Friday, June 08, 2007

Helpful Tips from PZ Myers: How To Build Trust In Scientists

One of the bloggers who commented on the article that was the subject of my last post was PZ Myers. He has this suggestion to help persuade those who are the so-called "science resisters" to trust scientists more:
Another tactic not mentioned, though, is that I think we also need to work to undermine the trust in the clergy. They are not qualified authorities, and in most cases they are anti-authorities who encourage belief in falsehoods. In this case, people like Ken Ham and various money-grubbing televangelists are our best friends; they are one of the levers we use to expose the rotten core of religion and the falsity of religious indoctrination, and help us to remove one corrupting influence on children's minds.

Notice all the great science he packs in one paragraph: attacking religion in the name of science, attacking clergy, guilt-by-association tactics, ad hominem argumentation, promotion of metaphysical beliefs and calling it "science," and at least a suggestion that scientists should interfere in parent-child relationships. Makes you want to run right out and trust a scientist, doesn't it?


At June 09, 2007 6:45 AM, Anonymous Beast Rabban said...

Myer's seems to have a knack for missing the point. Arguably what has done the most to erode confidence in science is the behaviour and pronouncements of scientists themselves.

Way back in the 1920s there was considerable discussion amongst the chattering classes about the idea that the world should be run by a scientific priesthood, rather than the usual ignorami like politicians. The result was the bizarre and unpleasant fantasies of B.H. Skinner's utopian Walden Two, and the claims by J.D. Bernal, and more recently, Steven Weinberg, that scientists are destined to fly off and evolve into a superior species.

Christians and theists aren't the only people to find these fantasies offensive. I've come across Humanist scientists who find the narcissism and anti-human sentiment in them revolting. One of these was a cosmologist who wrote sarcastically that he had no doubt there were millions of people who would just love to spend their waking hours in laboratory pouring over computer print-outs looking for something that was statistically significant. This particular scientist praised instead ordinary people, like the cellist in Sarajevo, who continued to play despite the killing of the rest of his string quartet during the break up of the former Yugoslavia, because he did not want to see culture and humanity die in the besieged city. That particular cosmologist felt this was far more praiseworthy than the self-congratulatory fantasies of Weinberg and his ilk.

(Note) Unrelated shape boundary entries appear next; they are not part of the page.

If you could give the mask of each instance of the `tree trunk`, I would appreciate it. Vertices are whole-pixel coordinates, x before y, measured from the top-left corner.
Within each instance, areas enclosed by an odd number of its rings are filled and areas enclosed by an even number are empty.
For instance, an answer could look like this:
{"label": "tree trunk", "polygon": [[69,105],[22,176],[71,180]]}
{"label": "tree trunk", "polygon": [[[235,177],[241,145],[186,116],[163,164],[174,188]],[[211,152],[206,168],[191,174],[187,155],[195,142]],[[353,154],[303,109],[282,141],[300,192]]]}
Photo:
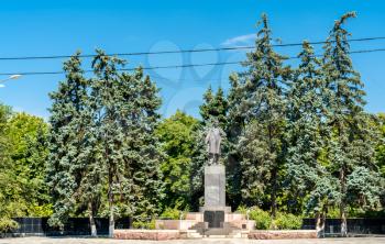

At June 09, 2007 6:53 AM, Anonymous Beast Rabban said...

One could also point to the conspicuous failure of science to live up to some of the inflated claims made in science name. You only have to go back a few years to recall the claims for nuclear energy which promised clean, safe electrical power which would be too cheap to measure, holidays on the Moon, and robot friends and companions. And rather than being modern Babylons of crime and disaffection, the city of the future would be a wondrous utopia of arcologies and spires.

Well, we're still waiting for the holidays on the Moon and the robots, while nuclear power has proven to be expensive and with very serious risks to health and the ecology. As for the Futurist cities of excitement and scientific stimulation, well, the result of this has been a succession of poorly executed housing policies which have often destroyed genuine communities and left architectural eyesores and further social isolation and despair.

At June 09, 2007 6:59 AM, Anonymous Beast Rabban said...

What has also shaken public confidence in science is the moral behaviour of scientists themselves. In the case of Darwinism, this spawned the eugenics movement. 70 per cent of doctors in the Third Reich were involved in its sterilisation programme, while physical anthropologists and surgeons were willing recipients of organs harvested from the bodies of the disabled and retarded souls murdered by the Nazis as part of their 'euthanasia' and eugenics programme.

More recently there have been the debates about cloning. In the 1970s the scientists involved in the development of the technology were so shocked at its moral implications that many of them resigned and sought jobs elsewhere. Now it's being hyped as another potential panacea.

At June 09, 2007 7:05 AM, Anonymous Beast Rabban said...

Now it's obvious that science and technology has done much to improve the quality of people's lives over the past century. No-one denies that. However, there are rational reasons why a certain scepticism towards some aspects of science, and its claims are justified, reasons which are held by very many people across the range of society, regardless of their religious beliefs. Myers in his hatred of religion fails to appreciate, or even recognise this.

Instead of any recognition of the deep reasons why people may be distrustful of science, all we get is a rant against the clergy. It's shallow, bigoted, and, paradoxically, not very rational or scientific.

At June 09, 2007 9:12 AM, Anonymous Anonymous said...

Where is the nearest lab?!! I will repent and convert to materialism!!